Him channeling Aretha Franklin, K Ci and Jojo
Tryna change and feed him.

20 mins later I accomplish my mission.

I come out the bathroom and this boy about 11 or 12 is running from the door cause he just had his ear to it.

Me: You mind yo got damn business….
Him: *gasp* Daddy!
*Pops mean mugs*
Me: I’ll take this diaper bag off and rinse yo ass too.

Of course I won’t take my frustration out on my son so someone gotta catch an abundance of fades.

I’m feeding the seed and waiting to be called.

They call me up to the desk for insurance info…

Again It’s rookie season So I can’t hold and feed him and hand them my insurance card.. So This polite hood hippo offers to hold him while I handle business..

She falls in love with my son and wants to keep him, understandably so, the boys handsome as hell….

But I can’t take her up on that offer cause I’m currently not in the physical state to RKO his mother…

The Nurse calls us in and I try to gather Everything together and get in the room…

Rookie season…. I forget his car seat.
The Nurse offers to hold him while I go back and get it…

Lets pause so I can Be Bob Ross and paint a picture for ya’ll..

Imagine a documentary… Some clueless egg shell colored dude… In my head he’s British. He just picked up an adorable bear cub and is playing with it on camera…. The camera man’s eyes get big..

So i come back and the nurse is holding son parading him around and she’s standing in front of the Dr. With her back towards me… I walk up to her and Docs eyes get big and she says, “Dad’s back” no threat, just a big black dude.. Although given the situation and the picture I painted for you I was almost inclined to let out a big ass roar before snatching my son away for added effect but I refrained.

The check up went well, found out Jojo was the size of a decent thanksgiving turkey. Can’t deny him.

He gets hungry again…. Shows his ass Again… I was unprepared AGAIN!

Rookie season… I’m back in the bathroom Tryna thaw out breast milk in luke warm water.. I’m vigorously rubbing it under the water giving it a happy ending and shit. I feed him and he’s back to my happy greedy son that I strangely love.. We made it home and mommy came through to save the day.

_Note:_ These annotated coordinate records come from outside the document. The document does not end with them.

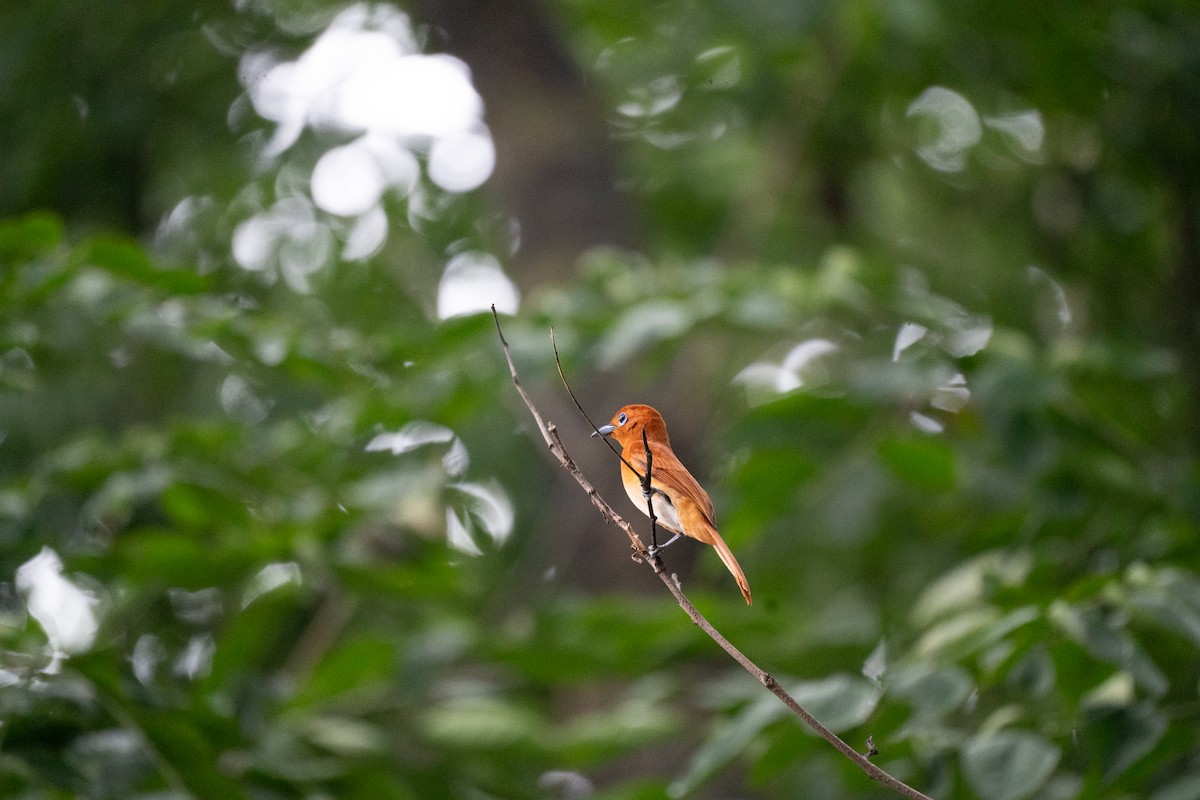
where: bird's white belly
[625,483,683,534]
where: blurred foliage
[0,0,1200,800]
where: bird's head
[592,404,671,447]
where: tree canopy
[0,0,1200,800]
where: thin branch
[492,306,931,800]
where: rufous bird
[592,405,750,604]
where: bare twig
[492,306,930,800]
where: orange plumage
[596,405,750,604]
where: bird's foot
[646,534,682,559]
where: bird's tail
[708,525,750,606]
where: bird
[592,403,750,606]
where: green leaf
[1085,700,1168,783]
[880,437,958,492]
[1150,775,1200,800]
[961,730,1061,800]
[0,211,62,260]
[790,674,880,733]
[667,694,786,798]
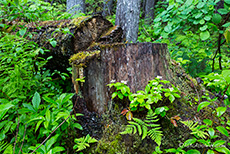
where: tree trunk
[102,0,113,17]
[13,16,117,72]
[115,0,141,42]
[144,0,155,24]
[73,43,171,114]
[66,0,85,14]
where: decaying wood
[7,15,122,72]
[72,43,170,114]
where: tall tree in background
[102,0,113,17]
[144,0,156,24]
[66,0,85,14]
[115,0,141,42]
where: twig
[13,113,20,154]
[142,26,155,41]
[31,111,73,154]
[18,124,27,154]
[0,89,12,101]
[220,84,230,103]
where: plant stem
[31,111,73,154]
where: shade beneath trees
[73,43,171,114]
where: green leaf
[203,119,212,126]
[216,126,229,137]
[207,150,215,154]
[165,148,177,153]
[195,12,203,19]
[169,94,175,103]
[141,125,148,140]
[200,25,208,31]
[196,2,206,9]
[200,30,210,41]
[185,149,200,154]
[42,96,58,106]
[222,22,230,27]
[14,0,19,6]
[215,147,230,154]
[0,103,14,112]
[50,40,57,47]
[184,0,193,7]
[126,111,133,120]
[204,15,212,21]
[216,107,227,117]
[121,87,126,95]
[118,93,124,99]
[46,109,50,122]
[212,13,222,24]
[112,92,117,99]
[19,28,26,36]
[73,123,83,130]
[208,128,215,138]
[183,138,196,147]
[224,29,230,43]
[35,120,43,132]
[213,140,226,147]
[145,84,150,94]
[22,103,36,112]
[197,101,211,112]
[46,134,59,151]
[217,9,229,15]
[52,146,65,153]
[32,92,41,111]
[199,19,205,25]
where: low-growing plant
[73,134,98,151]
[108,77,180,111]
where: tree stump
[72,43,171,114]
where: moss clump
[69,50,101,68]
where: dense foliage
[0,0,230,154]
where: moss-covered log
[71,43,229,154]
[71,43,171,114]
[6,15,122,72]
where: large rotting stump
[70,43,230,153]
[71,43,171,115]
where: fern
[120,110,163,146]
[181,120,208,139]
[0,141,13,154]
[73,134,97,151]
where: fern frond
[133,118,145,125]
[147,127,163,146]
[3,144,13,154]
[141,125,148,140]
[129,121,142,135]
[120,125,135,134]
[181,120,208,138]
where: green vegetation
[0,0,230,154]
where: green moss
[101,26,117,37]
[69,50,101,68]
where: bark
[144,0,155,24]
[115,0,141,42]
[72,43,229,154]
[102,0,113,17]
[15,16,118,72]
[72,43,171,114]
[66,0,85,14]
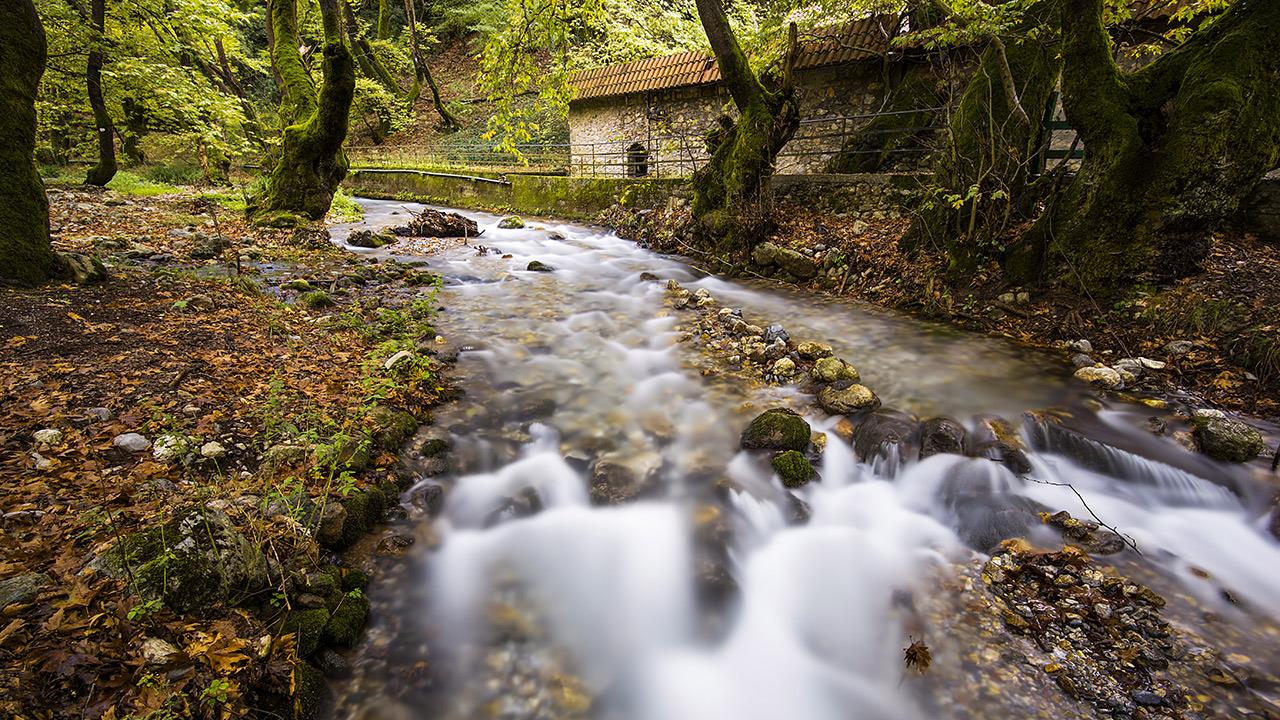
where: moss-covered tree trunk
[0,0,61,284]
[905,0,1061,278]
[253,0,356,223]
[692,0,800,250]
[84,0,116,186]
[120,97,147,165]
[404,0,462,132]
[1029,0,1280,293]
[378,0,392,40]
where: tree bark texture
[0,0,61,284]
[84,0,116,187]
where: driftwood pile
[392,208,480,237]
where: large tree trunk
[692,0,800,250]
[905,0,1061,278]
[120,97,148,165]
[0,0,61,284]
[253,0,356,223]
[1029,0,1280,293]
[404,0,462,132]
[378,0,392,40]
[84,0,115,186]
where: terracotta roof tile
[570,15,896,100]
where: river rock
[769,357,796,378]
[796,340,832,360]
[769,450,814,488]
[0,573,52,610]
[105,507,268,612]
[347,229,394,249]
[760,324,791,345]
[1075,366,1124,389]
[773,247,818,281]
[392,208,480,237]
[142,638,186,666]
[58,252,106,284]
[32,428,63,447]
[809,357,861,383]
[111,433,151,452]
[151,433,187,462]
[854,410,920,473]
[920,418,966,460]
[191,233,232,260]
[1192,418,1265,462]
[818,380,879,415]
[741,407,812,451]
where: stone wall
[568,63,901,177]
[343,169,689,222]
[767,173,929,220]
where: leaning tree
[252,0,356,223]
[0,0,61,284]
[904,0,1062,278]
[692,0,800,250]
[1023,0,1280,292]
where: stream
[325,200,1280,720]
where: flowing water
[334,201,1280,720]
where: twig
[1027,478,1142,555]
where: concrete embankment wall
[343,169,920,222]
[343,169,687,220]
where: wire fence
[347,108,943,178]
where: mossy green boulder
[771,450,815,488]
[105,507,269,612]
[280,607,329,657]
[741,407,812,451]
[1192,418,1266,462]
[324,589,369,647]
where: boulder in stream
[741,407,812,451]
[392,208,480,237]
[818,380,879,415]
[1192,418,1266,462]
[769,450,815,488]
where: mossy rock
[741,407,812,451]
[771,450,814,488]
[118,507,269,612]
[369,405,417,452]
[252,210,307,228]
[1192,418,1266,462]
[321,432,374,473]
[334,568,369,591]
[280,607,329,657]
[293,662,333,720]
[324,589,369,647]
[417,438,451,457]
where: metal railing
[347,108,942,178]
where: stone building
[568,15,908,177]
[568,0,1192,177]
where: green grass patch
[106,170,182,196]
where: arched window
[627,142,649,178]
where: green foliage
[106,170,182,196]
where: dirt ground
[0,188,444,719]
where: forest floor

Real quick , I know this wasn’t my typical knee slapper but I wanted to take you through a day of a clueless new father… I find it strange and interesting that when he was first born he knew nothing of me besides hearing me sing Foreign Exchange to him through the womb and when he came out and opened his eyes he stared at me trying to figure out who the hell I was and I was absolutely in love with him. I pretty much had to audition for my son.
It started out rough but Fatherhood is my new favorite hobby… I like to think I got better at it.